Five by Five

yes, you can trace my lost of faith back to when my mother died but it has more to do with her burial than anything else.

in guayaquil, we bury the dead in above ground open air mausoleums. i dont know the reasoning behind this. i believe they do the same in new orleans because caskets, last breaths, marsh land and rain lead to horror stories for children and groundskeepers alike. like most things third world, chances are it has to do with economics.

the rich get family or even single structures where the inheritors get to visit them shielded from the heavy noon sun and indigenous eyes. most of my family gets the outdoor treatment. its a very basic structure; three levels of alabaster cement, each level houses four by twenty rows of mini-headstones.

my mother is on the top level by the northeast corner in one of the middle rows. a perfect spot really. you dont have to sit on the floor or hunch extensively to speak to her. you dont have to tippy toe or strain your neck as if looking for in the heavens. shes right in front of you, you can speak with her just as if she was still here.

the headstones are another measure of class or the desire to elevate up the ladder after the fact. barebones means just a simple square with the basic info. highend means marble and a photo etching with plastic flowers, the presence of a saint with votives to hold candles all kept safe behind mylar and a lock. the mylar enclosure is pretty important since anything left at the end of the day can be potentially sold again the next morning.

the view from mami’s resting place totally blocks out the city. the potential for earthquakes keeps the ecuadorian skyline grounded so i don’t see any towers in the horizon. to the left i see more mausoleums, a figure of christ on the mountain top and tin solares grouped together on the slope. on the right is the oldest part of the cemetery, the psychiatric hospital that looks more like a route 66 econo lodge and behind me are low sloping hills that almost make me believe we aren’t in the city except for the roar of the highway less than a hundred yards away.

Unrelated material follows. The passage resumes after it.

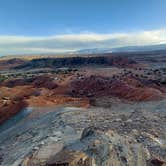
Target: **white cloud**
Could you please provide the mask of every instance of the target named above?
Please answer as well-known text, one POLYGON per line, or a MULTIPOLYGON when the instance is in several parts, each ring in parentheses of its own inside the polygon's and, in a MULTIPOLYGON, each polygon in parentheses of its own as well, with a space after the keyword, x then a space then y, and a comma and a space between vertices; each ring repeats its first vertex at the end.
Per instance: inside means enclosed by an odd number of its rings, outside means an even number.
POLYGON ((79 49, 115 48, 166 43, 166 29, 134 33, 84 32, 48 37, 0 36, 0 55, 63 53, 79 49))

most days, the highway isn’t what grabs my attention as much as the roar of bulldozers cutting into the earth making room for more mausoleums. my grandma has always lived a mile from the cemetery and i was always fascinated by both the messiah watching over the shantytown and the never ending construction wondering what will run out first– people passing away or the mountain. raised as a city boy, i always thought we would run out of earth first.

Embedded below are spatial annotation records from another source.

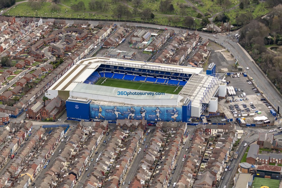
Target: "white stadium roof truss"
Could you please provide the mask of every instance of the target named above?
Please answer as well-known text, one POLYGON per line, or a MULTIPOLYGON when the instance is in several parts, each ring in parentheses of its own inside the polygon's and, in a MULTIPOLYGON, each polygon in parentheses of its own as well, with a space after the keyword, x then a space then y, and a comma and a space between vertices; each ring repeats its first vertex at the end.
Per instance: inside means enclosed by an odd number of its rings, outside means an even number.
POLYGON ((214 89, 219 83, 217 74, 215 76, 204 74, 193 74, 187 82, 179 95, 184 98, 192 99, 192 105, 201 107, 201 112, 206 108, 203 103, 208 103, 210 97, 215 92, 214 89))
POLYGON ((158 70, 161 71, 168 71, 176 72, 183 72, 183 69, 177 68, 171 68, 156 65, 141 65, 127 62, 118 62, 112 61, 104 60, 103 63, 116 66, 123 66, 128 67, 136 67, 139 68, 146 68, 152 70, 158 70))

things change as i am leaving the cemetery, the closer you get to the exit gates the narrower the walls become and, as such, the dates on the headstones shorten. you pass from adults to teens to kids and finally lives measured by days and hours. all the times i would come to the cemetery, i would be so wrapped in thoughts of my mother that i barely noticed this pattern going in but always was caught off guard on the way out.

so as my tenth grade religion teacher reviews the sacraments in a basement thats been remade as a class room, i think back on the graves in cement right by the sound of passing cars and question why some of them will never see a catholic heaven because sister says they all carry original sin– a burden that excludes them from the love of the lord. they say that all these lost souls find their way to limbo where they’ll remain till the next messiah. which sounds like some bullshit to me.

i must have asked at least three times in the hope that there was some kind of out clause sister was overlooking but no go. so right then, right there, i decided catholicism was bullshit. a divorce 11 years in the making, as even at 5 i was testing the powers that be by openly cursing in church.

i still follow the rituals for what they are, mnemonic movements designed to bring us to supplication, confession and (hopefully) some redemption. church isnt the only place i can find god though i know my mother prefers the gothic walls over the rumble of excavation.